* U.S. recession slashed oil refining operations
* Exxon Mobil has most U.S. oil refining capacity
* U.S. has 148 oil refineries
(Adds detail about Marathon refinery expansion)
WASHINGTON, June 29 (Reuters) - U.S. oil refining capacity increased to its highest level in nearly three decades during 2010, but refining operations remain well below historical highs seen in the 1990s, the Energy Information Administration said Wednesday.
There were 148 refineries operating in the U.S. at the beginning of 2011 with a capacity to produce 17.7 million barrels of petroleum products a day, up 0.9 percent, or 152,000 barrels per day, from the pervious year, the EIA said.

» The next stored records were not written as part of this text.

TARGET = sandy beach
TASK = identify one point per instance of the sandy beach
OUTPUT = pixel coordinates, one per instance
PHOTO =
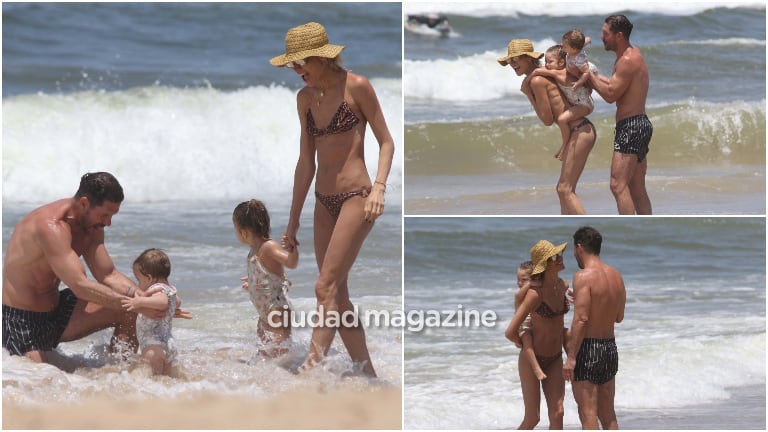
(376, 409)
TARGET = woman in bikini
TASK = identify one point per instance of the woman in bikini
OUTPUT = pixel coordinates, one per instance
(547, 306)
(334, 109)
(549, 104)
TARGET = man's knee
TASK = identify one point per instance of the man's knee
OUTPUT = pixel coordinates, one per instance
(618, 185)
(557, 412)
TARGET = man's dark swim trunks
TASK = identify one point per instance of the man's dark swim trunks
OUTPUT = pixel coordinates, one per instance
(25, 331)
(597, 361)
(633, 135)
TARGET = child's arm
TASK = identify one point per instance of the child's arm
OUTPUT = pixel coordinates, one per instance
(559, 75)
(544, 72)
(582, 79)
(275, 252)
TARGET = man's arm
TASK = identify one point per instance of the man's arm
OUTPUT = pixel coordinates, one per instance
(56, 241)
(581, 306)
(614, 88)
(104, 270)
(529, 304)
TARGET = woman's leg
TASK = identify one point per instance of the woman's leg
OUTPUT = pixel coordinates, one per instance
(574, 161)
(531, 393)
(554, 393)
(336, 248)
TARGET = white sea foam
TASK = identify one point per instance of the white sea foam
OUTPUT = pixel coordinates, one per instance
(165, 143)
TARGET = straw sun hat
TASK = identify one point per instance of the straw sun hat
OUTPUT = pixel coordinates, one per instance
(518, 47)
(541, 252)
(304, 41)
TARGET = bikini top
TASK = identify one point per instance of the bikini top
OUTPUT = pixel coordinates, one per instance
(343, 121)
(546, 312)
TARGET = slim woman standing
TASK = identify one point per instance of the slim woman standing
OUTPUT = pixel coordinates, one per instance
(334, 108)
(547, 307)
(548, 102)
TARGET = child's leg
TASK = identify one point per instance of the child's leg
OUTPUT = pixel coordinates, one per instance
(530, 355)
(155, 356)
(274, 337)
(575, 112)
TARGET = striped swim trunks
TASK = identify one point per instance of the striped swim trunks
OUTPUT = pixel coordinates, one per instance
(633, 135)
(597, 361)
(25, 331)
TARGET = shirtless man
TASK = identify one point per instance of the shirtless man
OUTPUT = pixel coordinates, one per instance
(45, 250)
(593, 360)
(547, 100)
(628, 87)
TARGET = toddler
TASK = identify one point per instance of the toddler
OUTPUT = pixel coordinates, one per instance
(156, 342)
(567, 64)
(266, 282)
(524, 283)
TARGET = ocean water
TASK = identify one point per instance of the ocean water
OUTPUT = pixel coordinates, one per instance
(693, 335)
(178, 100)
(470, 128)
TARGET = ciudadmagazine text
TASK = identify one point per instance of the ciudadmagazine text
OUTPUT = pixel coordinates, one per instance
(412, 320)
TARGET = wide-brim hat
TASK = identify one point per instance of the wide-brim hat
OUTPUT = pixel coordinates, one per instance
(518, 47)
(541, 252)
(304, 41)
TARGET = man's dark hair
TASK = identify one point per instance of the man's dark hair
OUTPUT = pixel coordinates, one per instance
(99, 187)
(154, 263)
(619, 23)
(589, 239)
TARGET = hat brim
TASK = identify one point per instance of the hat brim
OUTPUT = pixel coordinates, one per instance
(505, 60)
(542, 264)
(327, 51)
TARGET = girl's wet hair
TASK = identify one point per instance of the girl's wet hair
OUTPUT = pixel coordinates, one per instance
(154, 263)
(253, 216)
(526, 265)
(99, 187)
(575, 39)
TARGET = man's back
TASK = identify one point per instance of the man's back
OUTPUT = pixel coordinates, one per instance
(632, 67)
(608, 296)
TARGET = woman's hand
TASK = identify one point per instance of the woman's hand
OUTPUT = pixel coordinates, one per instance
(288, 240)
(374, 205)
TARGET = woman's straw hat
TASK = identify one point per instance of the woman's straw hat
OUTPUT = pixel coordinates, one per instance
(304, 41)
(518, 47)
(541, 252)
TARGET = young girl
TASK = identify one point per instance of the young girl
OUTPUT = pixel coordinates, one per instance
(156, 342)
(525, 282)
(566, 63)
(266, 281)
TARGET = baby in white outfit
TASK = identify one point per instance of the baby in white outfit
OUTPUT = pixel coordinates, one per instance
(156, 342)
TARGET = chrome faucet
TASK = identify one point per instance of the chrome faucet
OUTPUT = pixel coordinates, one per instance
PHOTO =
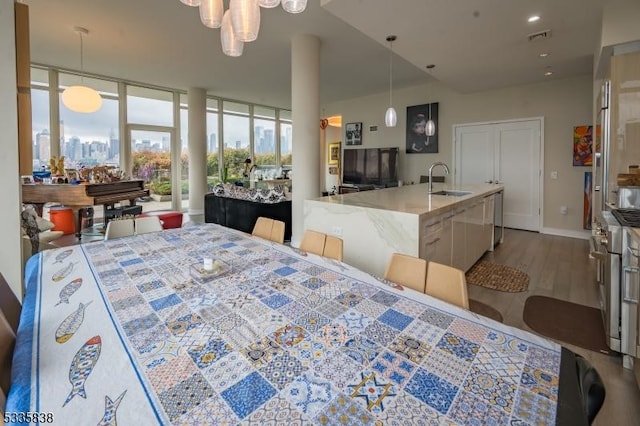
(437, 163)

The increase in capacity is mostly due to the restart of PBF Energy’s 182,200-bpd Delaware City, Delaware refinery that was purchased from Valero Energy in 2010. The refinery was idled this January, but the capacity was considered operable.
Marathon Oil Corp (MRO.N) also added 28,000 bpd of capacity to its Garyville, Louisiana, refinery, increasing output to 464,000 bpd. The Garyville plant was the last new refinery built in the United States in 1977.
Marathon’s refining, transportation and marketing arm will officially split off from the parent on Friday as Marathon Petroleum Company, the nation’s second-largest independent refiner behind Valero Energy Corp (VLO.N).
Exxon Mobil (XOM.N) has the most U.S. refining capacity at nearly 1.855 million bpd, ConocoPhillips (COP.N) rose to second with 1.787 million bpd in capacity while Valero Energy fell to third with 1.682 million bpd in capacity, according to the agency.
U.S. refineries were running at over 95 percent of capacity in 1997 and 1998 to meet growing demand for petroleum products. Many refiners expanded to keep up with demand and refinery utilization still averaged above 90 percent through 2005, EIA said.
The U.S. recession caused lower petroleum demand, pushing U.S. refining operations down to 83 percent of capacity in 2009.
“While the refinery utilization rate increased to about 86 percent in 2010, it remains well below the levels seen from 1993 through 2005,” the EIA said.
The Federal Trade Commission announced earlier this month it would investigate whether refineries were operating at lower levels to reduce available fuel supply and thus keep gasoline prices high.